Se para evitar ferir suscetibilidades religiosas tivermos que
censura obras de arte ou simplesmente espetáculos, o que restará da
liberdade de expressão e de pensamento tão duramente conquistada,
principalmente abaixo do Equador? Não podemos esquecer Voltaire ("Não
concordo com nada do que dizes, mas lutarei até a morte pelo teu direito
de dizê-lo"), Rosa Luxemburgo ("a liberdade é a liberdade de quem pensa
de modo diferente de nós") e George Orwell ("se a liberdade significa
alguma coisa, é o direito de dizer o que as pessoas não querem ouvir").

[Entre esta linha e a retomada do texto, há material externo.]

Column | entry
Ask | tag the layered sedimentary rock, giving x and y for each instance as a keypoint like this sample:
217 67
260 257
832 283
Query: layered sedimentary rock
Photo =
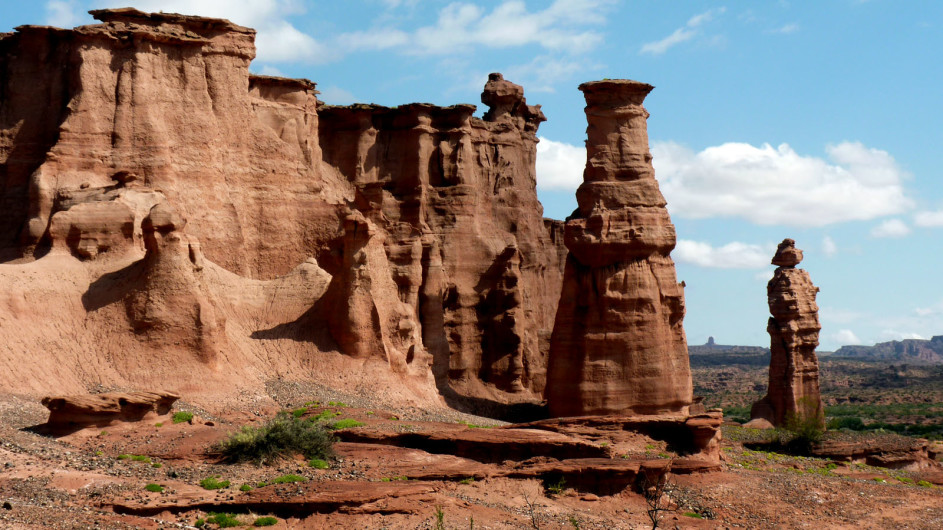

Rushdie: condenado à morte por blasfêmia |
Ayaan Hirsi Ali: contra a intolerância religiosa |
Por
isso, creio que o multiculturalismo, por mais bem intencionado que
possa ser, é um equívoco. Veja-se o caso da escritora e política
somali nacionalizada holandesa Ayaan Hirsi Ali. No seu país de origem,
ela foi submetida a uma infibulação do clitóris, numa cerimônia
religiosa presidida por sua avó. A família deixou a Somália em 1975,
quando ela tinha seis anos. Em 1992, Ayaan conseguiu entrar na Holanda,
onde recebeu o status de refugiada, começou a estudar e a se envolver na
política. Ela fugira de um casamento arranjado por seu pai, prática
comum na tradição clânica da Somália e de outros países. Mas na Holanda,
Ayaan começou a enfrentar a pressão de somalis ali residentes, que
queriam que ela se submetesse aos costumes culturais e religiosos - no
caso, islâmicos - da comunidade. Mas ela não aceitava isso e começou a
denunciar a pressão. E o pior é que o Estado holandês protegia a
opressão familiar sob a bandeira do multiculturalismo, o que na
prática significava fazer vista grossa a práticas medievais como excisão
de clitóris, casamentos arranjados e submissão da mulher ao homem.
Isso
é tolerância? Ou uma forma sutil de discriminação travestida de
comportamento politicamente correto? Ao isolar imigrantes em verdadeiros
"bantustões culturais" nos países desenvolvidos, o multiculturalismo
europeu compactua com a opressão familiar e religiosa e renega o valor
universal dos direitos humanos. Enquanto isso, os europeus brancos e
cristãos podem desfrutar das liberdades civis e individuais.